Why hadn't these launchies taken part in Wiggin's freetime practices? The veterans, they were already in trouble with their commanders, they weren't about to antagonize them any more, so it made sense for them not to have taken part. But these launchies, weren't they ambitious? Or were they bookish, trying to do it all through classwork instead of catching on that the battleroom was everything? Bean couldn't fault them for that – it had taken him a while to catch on, too. Were they so confident of their own abilities they didn't think they needed the extra prep? Or so arrogant they didn't want anybody to think they owed their success to Ender Wiggin? Or so shy they ...

No. He couldn't possibly guess their motives. They were all too complex anyway. They were smart, with good evaluations – good by Bean's standards, not necessarily by the teachers'. That was all he needed to know. If he gave Wiggin an army without a single kid he'd worked with in practices, then all the army would start out equal in his eyes. Which meant Bean would have the same chance as any other kid to earn Wiggin's eye and maybe get command of a toon. If they couldn't compete with Bean for that position, then too damn bad for them.

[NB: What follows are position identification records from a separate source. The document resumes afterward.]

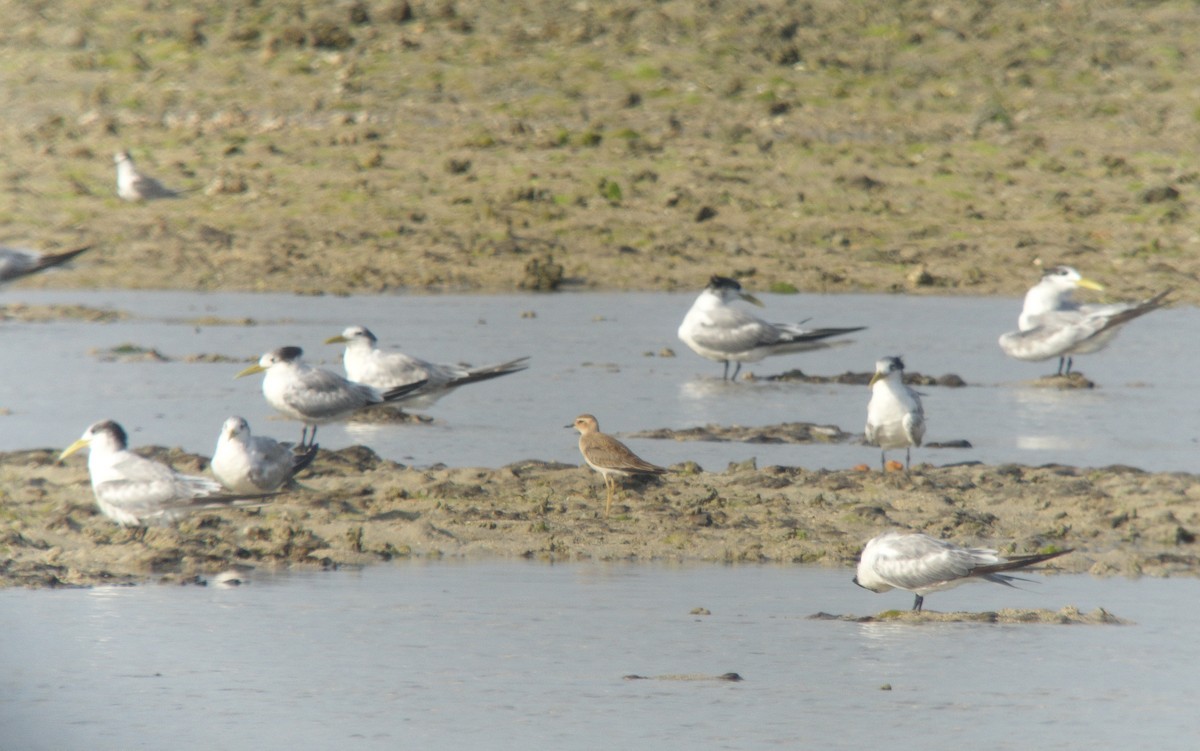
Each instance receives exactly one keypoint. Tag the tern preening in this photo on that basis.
(921, 564)
(1054, 325)
(717, 330)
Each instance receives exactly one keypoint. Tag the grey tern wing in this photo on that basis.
(16, 263)
(322, 395)
(918, 562)
(733, 331)
(475, 374)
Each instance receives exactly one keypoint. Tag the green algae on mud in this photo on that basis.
(429, 145)
(355, 509)
(1066, 616)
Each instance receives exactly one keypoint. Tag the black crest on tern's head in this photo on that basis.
(360, 331)
(1065, 272)
(113, 430)
(724, 282)
(889, 365)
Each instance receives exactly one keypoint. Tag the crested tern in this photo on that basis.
(249, 463)
(16, 263)
(366, 364)
(135, 491)
(895, 418)
(1054, 325)
(315, 396)
(715, 330)
(922, 564)
(609, 456)
(135, 186)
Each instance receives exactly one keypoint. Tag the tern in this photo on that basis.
(247, 463)
(135, 491)
(921, 564)
(369, 365)
(1054, 325)
(895, 418)
(133, 186)
(715, 330)
(315, 396)
(609, 456)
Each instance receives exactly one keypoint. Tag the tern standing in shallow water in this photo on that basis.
(895, 418)
(247, 463)
(135, 491)
(921, 564)
(719, 331)
(17, 263)
(609, 456)
(133, 186)
(315, 396)
(366, 364)
(1054, 325)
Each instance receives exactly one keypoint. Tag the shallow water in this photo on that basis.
(526, 655)
(597, 353)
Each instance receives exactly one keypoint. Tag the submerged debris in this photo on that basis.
(1067, 616)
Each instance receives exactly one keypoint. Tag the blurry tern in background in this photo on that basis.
(366, 364)
(133, 186)
(715, 330)
(16, 263)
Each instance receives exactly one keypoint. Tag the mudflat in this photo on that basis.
(438, 145)
(919, 148)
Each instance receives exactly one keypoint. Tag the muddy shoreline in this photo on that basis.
(432, 146)
(355, 509)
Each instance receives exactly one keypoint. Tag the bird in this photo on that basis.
(133, 186)
(315, 396)
(135, 491)
(922, 564)
(247, 463)
(715, 330)
(609, 456)
(16, 263)
(1054, 325)
(894, 415)
(366, 364)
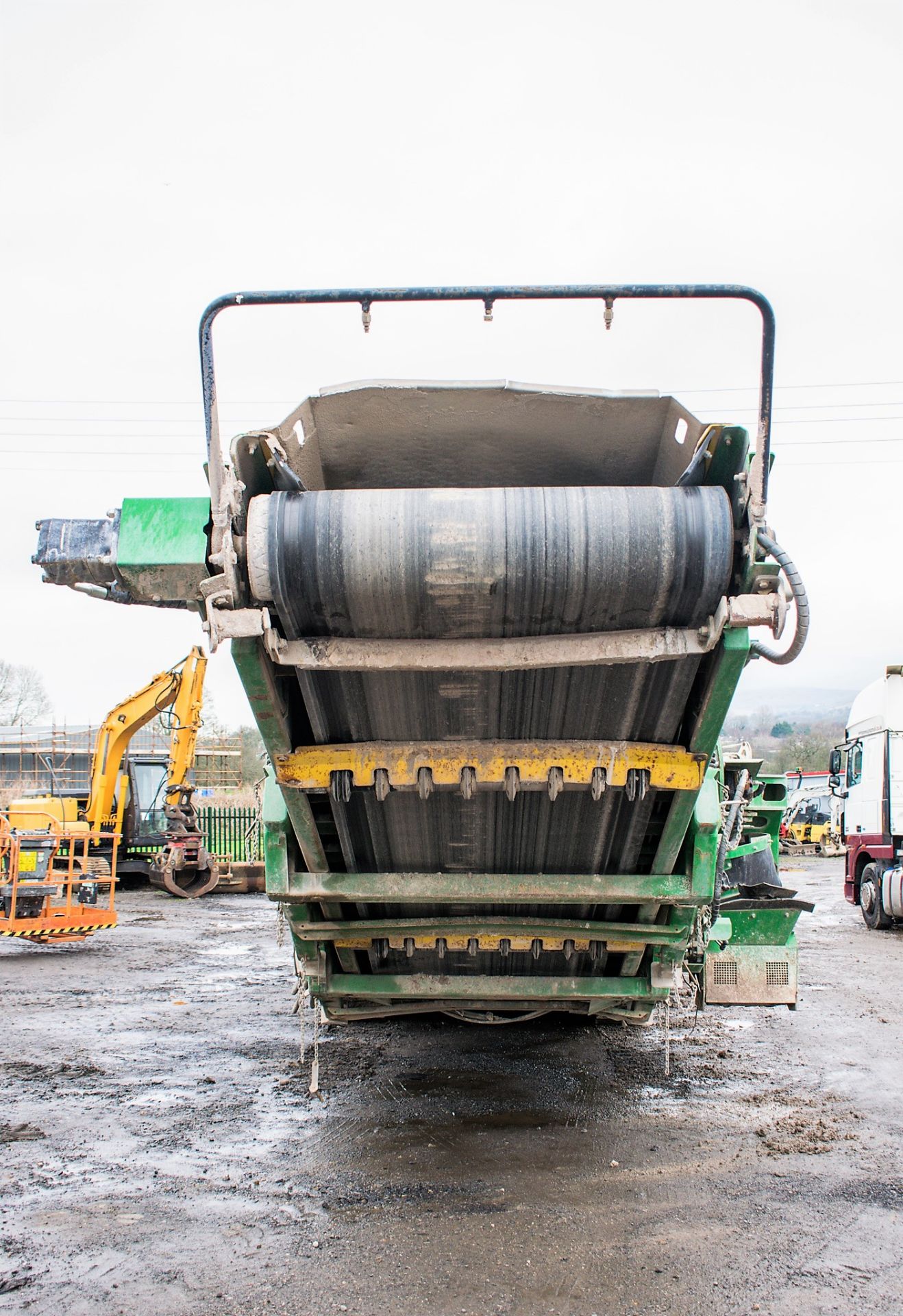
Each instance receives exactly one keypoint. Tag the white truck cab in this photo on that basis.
(873, 806)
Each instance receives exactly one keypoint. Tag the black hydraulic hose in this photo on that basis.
(728, 839)
(795, 583)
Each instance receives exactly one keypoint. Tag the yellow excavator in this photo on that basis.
(144, 798)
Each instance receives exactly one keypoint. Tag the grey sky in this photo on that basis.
(160, 154)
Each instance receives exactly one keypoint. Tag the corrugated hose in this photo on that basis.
(798, 589)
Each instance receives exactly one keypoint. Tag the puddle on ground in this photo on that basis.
(224, 952)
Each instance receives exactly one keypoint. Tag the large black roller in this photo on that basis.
(490, 562)
(425, 563)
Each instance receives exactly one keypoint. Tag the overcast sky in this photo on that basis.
(156, 156)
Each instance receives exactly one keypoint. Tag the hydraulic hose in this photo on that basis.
(801, 598)
(730, 838)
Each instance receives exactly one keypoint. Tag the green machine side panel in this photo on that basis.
(162, 546)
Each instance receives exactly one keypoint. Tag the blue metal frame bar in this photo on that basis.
(607, 294)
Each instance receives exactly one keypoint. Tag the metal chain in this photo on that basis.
(315, 1069)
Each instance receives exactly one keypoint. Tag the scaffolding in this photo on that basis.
(58, 758)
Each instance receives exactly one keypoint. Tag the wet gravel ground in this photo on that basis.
(160, 1152)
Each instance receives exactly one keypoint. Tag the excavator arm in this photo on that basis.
(181, 686)
(187, 720)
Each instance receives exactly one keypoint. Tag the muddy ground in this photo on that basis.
(161, 1153)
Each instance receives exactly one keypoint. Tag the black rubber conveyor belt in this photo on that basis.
(427, 563)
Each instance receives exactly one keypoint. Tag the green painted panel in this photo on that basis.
(493, 888)
(162, 546)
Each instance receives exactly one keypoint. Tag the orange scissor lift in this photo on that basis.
(48, 890)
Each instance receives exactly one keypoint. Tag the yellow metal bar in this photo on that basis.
(484, 944)
(669, 766)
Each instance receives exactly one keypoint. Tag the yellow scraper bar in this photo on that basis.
(484, 764)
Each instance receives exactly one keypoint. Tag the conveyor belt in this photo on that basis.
(430, 563)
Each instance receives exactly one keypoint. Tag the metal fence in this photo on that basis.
(232, 831)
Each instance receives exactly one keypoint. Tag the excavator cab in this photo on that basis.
(147, 799)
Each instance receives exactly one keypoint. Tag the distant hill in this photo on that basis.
(794, 702)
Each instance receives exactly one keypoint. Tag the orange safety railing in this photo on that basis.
(48, 888)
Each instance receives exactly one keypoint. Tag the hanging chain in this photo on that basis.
(315, 1069)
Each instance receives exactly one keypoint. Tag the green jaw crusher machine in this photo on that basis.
(490, 633)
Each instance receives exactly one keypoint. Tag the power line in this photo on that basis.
(271, 402)
(180, 420)
(198, 432)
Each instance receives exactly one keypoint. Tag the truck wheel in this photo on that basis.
(873, 912)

But that left him with thirty-seven names on the roster. Three more slots to fill.

He went back and forth on a couple. Finally decided to include Crazy Tom, a veteran who held the unenviable record of being the most-transferred soldier in the history of the game who wasn't actually iced and sent home. So far. The thing was, Crazy Tom really was good. Sharp mind. But he couldn't stand it when somebody above him was stupid and unfair. And when he got pissed, he really went off. Ranting, throwing things, tearing bedding off every bed in his barracks once, another time writing a message about what an idiot his commander was and mailing it to every other student in the school. A few actually got it before the teachers intercepted it, and they said it was the hottest thing they ever read. Crazy Tom. Could be disruptive. But maybe he was just waiting for the right commander. He was in.